Let $K(x)$ denote the Kolmogorov complexity. We will use the following facts:
- for any $n$, there is a string $x \in \zo^n$ with $K(x) \geq n$ (we call such strings Kolmogorov-random);
- for any two strings $x,y \in \zo^*$, we have $K((x, y)) \leq K(y) + |x| + \log |x| + \log \log |x| + \cdots + O(1)$.
Consider increasingly large integers $m$ that are Kolmogorov-random: they require $\lfloor\log m\rfloor$ bits to be described. First, we claim that they cannot all be expressed as $m = p_1^{e_1} \cdots p_k^{e_k}$ for some fixed $k$. Indeed, if this were the case, we could recover $m$ from $(e_1, \ldots, e_k)$, and each $e_i \leq \log m$, so each $e_i$ could be encoded using about $\log \log m$ bits, for a total of only $O(\log \log m)$ bits.
Now, let $p_i$ be the largest prime factor of $m$. By the above argument, $i$ takes infinitely many values. We’ll show that if $p_i$ is too large as a function of $i$, then $m$ can be encoded too cheaply.
The dumb way to encode $m$ would use $\log m + O(1)$ bits, but we can do better if $p_i$ is large: we can recover $m$ from $(p_i, m/p_i)$, and also from $(i, m/p_i)$ since we can compute $p_i$ from $i$. Now,
- $K(i) \leq \log i + O(1)$ bits;
- $K(m/p_i) \leq \log(m/p_i) + O(1) = \log m - \log p_i + O(1)$ bits.
So it would seem that we can get $\log p_i$ bits of savings at a cost of $\log i$ bits, which would mean that $p_i \leq O(i)$???

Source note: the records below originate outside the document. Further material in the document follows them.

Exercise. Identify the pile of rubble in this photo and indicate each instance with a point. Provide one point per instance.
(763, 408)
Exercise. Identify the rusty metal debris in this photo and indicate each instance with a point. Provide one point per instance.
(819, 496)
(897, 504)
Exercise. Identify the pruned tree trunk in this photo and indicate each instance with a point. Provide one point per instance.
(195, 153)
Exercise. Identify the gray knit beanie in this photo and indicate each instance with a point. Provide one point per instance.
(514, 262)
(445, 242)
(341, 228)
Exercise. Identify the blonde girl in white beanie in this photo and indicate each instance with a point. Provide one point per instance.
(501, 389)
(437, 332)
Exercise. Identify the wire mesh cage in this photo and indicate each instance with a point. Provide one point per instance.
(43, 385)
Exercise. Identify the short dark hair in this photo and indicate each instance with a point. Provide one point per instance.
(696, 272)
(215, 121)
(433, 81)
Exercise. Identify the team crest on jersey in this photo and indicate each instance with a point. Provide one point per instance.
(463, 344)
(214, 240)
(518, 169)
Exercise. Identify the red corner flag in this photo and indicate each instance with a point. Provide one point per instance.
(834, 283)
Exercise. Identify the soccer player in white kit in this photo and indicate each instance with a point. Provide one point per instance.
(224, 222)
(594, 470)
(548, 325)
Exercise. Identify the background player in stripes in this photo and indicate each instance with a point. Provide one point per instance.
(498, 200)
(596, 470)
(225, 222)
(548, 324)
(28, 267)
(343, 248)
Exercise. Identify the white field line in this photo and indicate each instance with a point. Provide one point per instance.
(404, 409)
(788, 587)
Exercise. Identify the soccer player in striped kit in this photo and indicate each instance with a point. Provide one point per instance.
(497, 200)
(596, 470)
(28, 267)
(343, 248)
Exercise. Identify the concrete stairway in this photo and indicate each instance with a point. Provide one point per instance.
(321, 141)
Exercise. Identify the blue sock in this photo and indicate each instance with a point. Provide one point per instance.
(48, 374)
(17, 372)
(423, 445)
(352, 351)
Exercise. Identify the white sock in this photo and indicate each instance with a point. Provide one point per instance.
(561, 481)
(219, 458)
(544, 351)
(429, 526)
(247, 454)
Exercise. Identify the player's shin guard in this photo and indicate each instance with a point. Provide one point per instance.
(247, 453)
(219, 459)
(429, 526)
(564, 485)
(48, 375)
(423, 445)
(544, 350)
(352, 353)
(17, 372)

The catch is that it’s not enough to be able to encode $i$ and $m/p_i$ separately: we need to be able to know where the encoding of $i$ ends and the encoding of $m/p_i$ begins. So what we actually have is
\lfloor \log m \rfloor
&\leq K(m)\\
&\leq K((i,m/p_i)) + O(1)\\
&\leq \log(m/p_i) + \log i + \log \log i + \log \log \log i + \cdots + O(1),\end{align}\]
which simplifies to $\log p_i \leq \log i + \log \log i + \log \log \log i + \cdots + O(1)$, and thus $p_i \leq i(\log i)(\log \log i)^2$ for infinitely many $i$.
(Can you improve the first argument to $p_i \leq O(i \log i)$ if you focus on $[n]$ for a fixed $n$ and therefore don’t need to encode the length of $i$? I think you can’t, the best I can get is $p_i \leq O(i(\log i)(\log\log i))$. The issue is you’d need to a pretty good bound on how big some of the $p_i$’s need to get in order to represent Kolmogorov random integers of $[N]$ (something like $N^{\Omega(1)}$), and I only have $2^{\Omega(\log N/\log \log N)}$.)
This is unsettling…
It’s pretty mind-bending to me that the $\log i$ factor in this expression is only there because we need to indicate where $i$ ends and $m/p_i$ begins! If somehow there were a very cheap way to indicate the cut-off, a constant fraction of all integers would be primes. :o
Primes are sparse
Let $\pi(n)$ be the number of primes smaller than $n$. Then $\pi(n) \leq O\p{\frac{n}{\log n}}$.
Let $k$ be the number of primes in $(m,2m]$. Observe that $\binom{2m}{m}$ is a multiple of all of them. Thus $m^k \leq \binom{2m}{m} \leq 2^{2m}$, so $k \leq 2m/\log m$. Conclude by summing this up over $m = 1,2,4,\ldots,2^{\floor{\log n}}$.